With yet another attempt to reform the National Security Agency up for debate on Capitol Hill this month, 29 writers, including Dave Eggers and Edward Albee, wrote an open letter to Congress last week, outlining their concerns with some of the NSA’s surveillance programs and calling on lawmakers to act quickly to pass “meaningful reform.”

The letter, written in cooperation with the PEN American Center, follows other efforts from the writers advocacy and education group, which has become a vocal presence in the debate on national surveillance following the leaks from former national security contractor Edward Snowden. Last year, the group conducted a a study of the effects the Snowden leaks were having on freedom of expression and found nearly a quarter of authors were self-censoring — avoiding writing or talking about certain topics — due to surveillance fears.

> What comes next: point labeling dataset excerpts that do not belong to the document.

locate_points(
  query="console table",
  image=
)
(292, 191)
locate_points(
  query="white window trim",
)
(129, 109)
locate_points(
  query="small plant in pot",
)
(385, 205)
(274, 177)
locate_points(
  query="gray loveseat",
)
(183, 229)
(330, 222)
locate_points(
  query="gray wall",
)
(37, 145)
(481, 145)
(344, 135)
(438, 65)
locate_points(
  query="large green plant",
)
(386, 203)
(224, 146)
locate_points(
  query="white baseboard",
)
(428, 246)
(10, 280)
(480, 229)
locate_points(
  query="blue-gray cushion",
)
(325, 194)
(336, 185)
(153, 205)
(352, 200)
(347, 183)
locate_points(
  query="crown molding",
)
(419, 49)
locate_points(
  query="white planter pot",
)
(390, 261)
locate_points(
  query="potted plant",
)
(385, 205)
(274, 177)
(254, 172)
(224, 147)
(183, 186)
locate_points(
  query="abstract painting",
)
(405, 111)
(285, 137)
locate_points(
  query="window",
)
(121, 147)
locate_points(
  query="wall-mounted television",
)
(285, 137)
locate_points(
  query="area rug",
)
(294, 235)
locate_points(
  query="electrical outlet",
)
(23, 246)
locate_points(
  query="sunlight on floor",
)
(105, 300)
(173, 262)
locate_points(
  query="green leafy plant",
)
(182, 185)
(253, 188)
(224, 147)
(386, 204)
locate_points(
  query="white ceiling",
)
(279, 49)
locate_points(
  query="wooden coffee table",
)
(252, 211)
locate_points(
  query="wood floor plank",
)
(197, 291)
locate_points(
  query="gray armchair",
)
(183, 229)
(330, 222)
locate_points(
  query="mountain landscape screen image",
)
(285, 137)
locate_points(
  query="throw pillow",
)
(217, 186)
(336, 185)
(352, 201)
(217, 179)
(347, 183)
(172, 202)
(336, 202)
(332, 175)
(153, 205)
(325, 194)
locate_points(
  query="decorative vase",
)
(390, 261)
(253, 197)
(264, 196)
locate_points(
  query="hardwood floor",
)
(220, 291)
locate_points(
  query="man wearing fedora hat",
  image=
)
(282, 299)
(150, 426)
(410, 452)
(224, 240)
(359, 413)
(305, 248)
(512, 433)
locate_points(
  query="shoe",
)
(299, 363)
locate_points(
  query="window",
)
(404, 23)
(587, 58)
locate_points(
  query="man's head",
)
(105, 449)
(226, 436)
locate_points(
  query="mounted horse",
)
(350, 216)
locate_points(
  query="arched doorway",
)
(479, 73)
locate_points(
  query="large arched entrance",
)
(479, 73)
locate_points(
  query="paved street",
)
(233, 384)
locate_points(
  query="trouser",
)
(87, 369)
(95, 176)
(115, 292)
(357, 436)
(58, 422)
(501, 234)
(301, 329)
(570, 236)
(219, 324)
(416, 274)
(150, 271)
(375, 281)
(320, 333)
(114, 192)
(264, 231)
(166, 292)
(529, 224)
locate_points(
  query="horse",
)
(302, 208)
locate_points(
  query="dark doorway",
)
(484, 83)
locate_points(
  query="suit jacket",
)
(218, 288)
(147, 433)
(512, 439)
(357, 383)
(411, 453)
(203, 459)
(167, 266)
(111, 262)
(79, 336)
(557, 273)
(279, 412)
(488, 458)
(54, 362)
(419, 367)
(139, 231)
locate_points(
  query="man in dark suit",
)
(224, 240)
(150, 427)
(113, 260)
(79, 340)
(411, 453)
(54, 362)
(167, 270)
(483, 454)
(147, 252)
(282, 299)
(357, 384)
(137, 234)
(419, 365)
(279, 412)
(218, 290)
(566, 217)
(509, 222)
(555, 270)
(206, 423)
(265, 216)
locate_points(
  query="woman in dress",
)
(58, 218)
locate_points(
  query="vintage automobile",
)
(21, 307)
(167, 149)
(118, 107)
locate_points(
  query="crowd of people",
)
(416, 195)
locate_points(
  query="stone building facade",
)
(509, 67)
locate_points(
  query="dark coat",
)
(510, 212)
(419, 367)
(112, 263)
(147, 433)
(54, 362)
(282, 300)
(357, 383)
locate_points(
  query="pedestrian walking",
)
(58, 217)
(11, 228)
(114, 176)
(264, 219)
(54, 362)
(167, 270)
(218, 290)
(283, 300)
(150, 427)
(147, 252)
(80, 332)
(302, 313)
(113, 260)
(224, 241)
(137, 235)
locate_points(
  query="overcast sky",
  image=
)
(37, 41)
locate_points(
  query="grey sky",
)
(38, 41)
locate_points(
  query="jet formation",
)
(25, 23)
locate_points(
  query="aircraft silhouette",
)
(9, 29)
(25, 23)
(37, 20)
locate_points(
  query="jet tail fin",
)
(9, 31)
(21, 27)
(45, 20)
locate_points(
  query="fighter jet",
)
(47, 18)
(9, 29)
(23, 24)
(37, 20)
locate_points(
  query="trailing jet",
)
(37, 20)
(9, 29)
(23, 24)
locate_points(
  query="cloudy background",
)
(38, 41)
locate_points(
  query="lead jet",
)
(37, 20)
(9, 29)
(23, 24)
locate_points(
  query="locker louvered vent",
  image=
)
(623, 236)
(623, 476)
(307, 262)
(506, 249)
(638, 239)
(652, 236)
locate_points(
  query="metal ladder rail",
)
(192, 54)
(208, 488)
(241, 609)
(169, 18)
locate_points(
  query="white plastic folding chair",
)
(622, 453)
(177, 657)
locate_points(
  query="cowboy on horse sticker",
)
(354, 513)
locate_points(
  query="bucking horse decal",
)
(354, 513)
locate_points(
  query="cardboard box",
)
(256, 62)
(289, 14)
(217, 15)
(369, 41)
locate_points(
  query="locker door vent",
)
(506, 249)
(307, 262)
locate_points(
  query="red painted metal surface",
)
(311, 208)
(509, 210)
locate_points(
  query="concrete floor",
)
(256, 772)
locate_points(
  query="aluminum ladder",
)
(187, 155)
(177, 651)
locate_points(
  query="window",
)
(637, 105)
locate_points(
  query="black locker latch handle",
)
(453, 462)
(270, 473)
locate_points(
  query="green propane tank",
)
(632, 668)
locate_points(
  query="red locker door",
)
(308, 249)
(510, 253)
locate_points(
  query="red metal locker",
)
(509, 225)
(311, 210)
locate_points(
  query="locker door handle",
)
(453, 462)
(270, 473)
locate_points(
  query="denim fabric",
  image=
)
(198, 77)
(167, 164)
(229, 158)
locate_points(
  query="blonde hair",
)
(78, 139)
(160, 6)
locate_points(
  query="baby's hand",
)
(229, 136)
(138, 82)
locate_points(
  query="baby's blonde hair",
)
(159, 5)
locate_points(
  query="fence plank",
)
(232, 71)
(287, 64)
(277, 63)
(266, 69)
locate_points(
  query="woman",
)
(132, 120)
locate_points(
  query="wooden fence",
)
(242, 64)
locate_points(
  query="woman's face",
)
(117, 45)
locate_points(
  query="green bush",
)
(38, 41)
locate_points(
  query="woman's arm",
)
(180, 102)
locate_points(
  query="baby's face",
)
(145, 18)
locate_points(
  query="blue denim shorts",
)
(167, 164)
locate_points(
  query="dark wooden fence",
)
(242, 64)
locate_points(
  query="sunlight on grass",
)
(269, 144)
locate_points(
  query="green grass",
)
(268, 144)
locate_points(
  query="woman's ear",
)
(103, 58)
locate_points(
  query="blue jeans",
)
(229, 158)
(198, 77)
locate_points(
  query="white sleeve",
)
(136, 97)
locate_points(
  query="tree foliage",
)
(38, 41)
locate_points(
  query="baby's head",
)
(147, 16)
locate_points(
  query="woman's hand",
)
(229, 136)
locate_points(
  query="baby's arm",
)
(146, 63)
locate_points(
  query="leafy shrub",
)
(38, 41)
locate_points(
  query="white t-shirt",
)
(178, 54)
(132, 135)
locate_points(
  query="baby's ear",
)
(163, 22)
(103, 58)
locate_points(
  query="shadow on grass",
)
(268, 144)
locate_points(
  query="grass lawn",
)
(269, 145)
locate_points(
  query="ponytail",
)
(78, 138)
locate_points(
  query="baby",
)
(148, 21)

Suzanne Nossel, executive director of PEN American Center, spoke with The Washington Post about the group’s letter, its advocacy on this issue and the role Nossel believes writers must play in discussions about surveillance. The following conversation has been edited for length and clarity.

Why do you think it’s important for PEN America — and writers in general — to speak out on this issue? And what advocacy have you done on this issue to this point?

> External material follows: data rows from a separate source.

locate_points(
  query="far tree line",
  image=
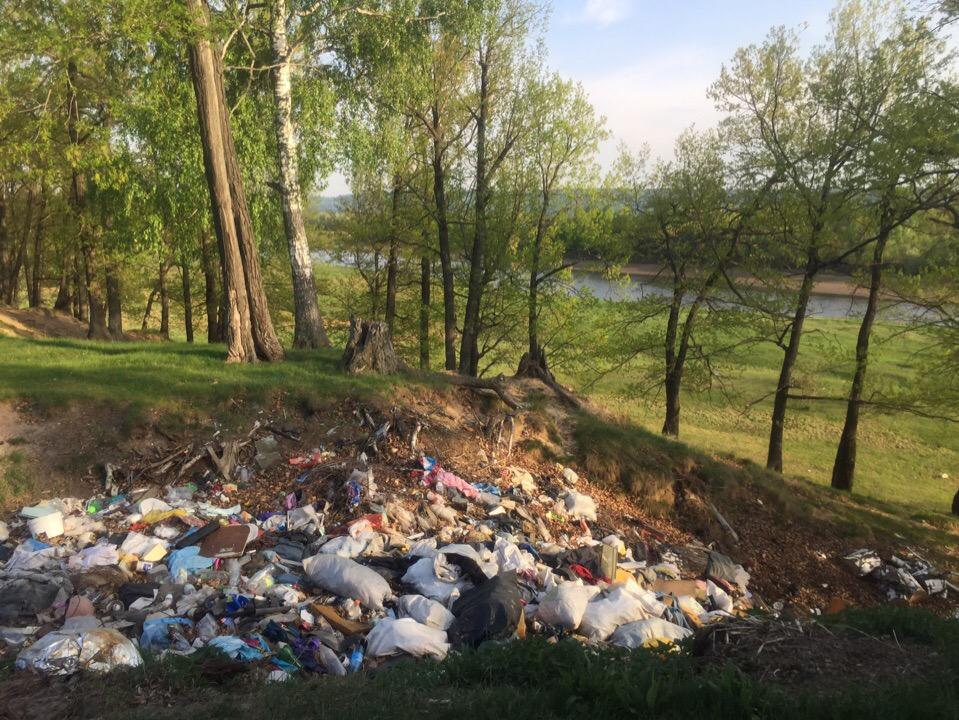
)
(144, 140)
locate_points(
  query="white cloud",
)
(605, 12)
(652, 101)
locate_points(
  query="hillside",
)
(143, 404)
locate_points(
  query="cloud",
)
(605, 12)
(652, 101)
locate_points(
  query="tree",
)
(563, 138)
(910, 169)
(811, 121)
(497, 109)
(309, 330)
(249, 329)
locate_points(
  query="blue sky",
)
(646, 64)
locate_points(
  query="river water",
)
(637, 287)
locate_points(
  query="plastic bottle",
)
(262, 581)
(356, 658)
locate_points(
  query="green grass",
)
(536, 679)
(901, 457)
(169, 377)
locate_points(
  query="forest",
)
(167, 159)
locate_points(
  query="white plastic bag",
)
(389, 637)
(565, 604)
(345, 546)
(651, 631)
(348, 579)
(94, 556)
(579, 506)
(63, 653)
(423, 576)
(623, 605)
(510, 557)
(425, 611)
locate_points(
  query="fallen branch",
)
(495, 385)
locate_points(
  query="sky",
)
(647, 64)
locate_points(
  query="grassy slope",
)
(534, 679)
(901, 457)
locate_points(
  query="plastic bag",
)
(565, 604)
(425, 611)
(348, 579)
(422, 575)
(490, 611)
(647, 633)
(94, 556)
(346, 546)
(624, 604)
(389, 637)
(510, 557)
(580, 506)
(63, 653)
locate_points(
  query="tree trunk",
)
(64, 300)
(187, 298)
(443, 232)
(4, 240)
(210, 111)
(424, 311)
(774, 456)
(844, 467)
(164, 302)
(309, 331)
(151, 298)
(36, 269)
(369, 349)
(673, 372)
(469, 344)
(15, 262)
(261, 325)
(214, 331)
(114, 305)
(392, 264)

Suzanne Nossel: This not a new issue for us. One of the early leaders of PEN was Arthur Miller, who was surveilled by the FBI and called before the House Un-American Activities Committee. We already had a concern as an organization that had a lot of concern about global work, looking at threatened and vulnerable writers overseas. Now we’ve learned that a far greater swatch of writers’ communications, e-mails and research can be swept up through dragnet surveillance.Over the last year, we’ve become very concerned about mass surveillance and dragnet surveillance that we’ve all learned is going on in our in-boxes, on our phone lines and in everyday communications.

We have stepped up efforts this year, believing that this is the last realistic chance for NSA reform in the current Congress. The window is closing quickly, so we wanted to put the voice of important writers into this debate. We’ve been speaking as advocates, but we thought that it was important to have the writers that so many Americans know and love and read show they really are concerned about this issue.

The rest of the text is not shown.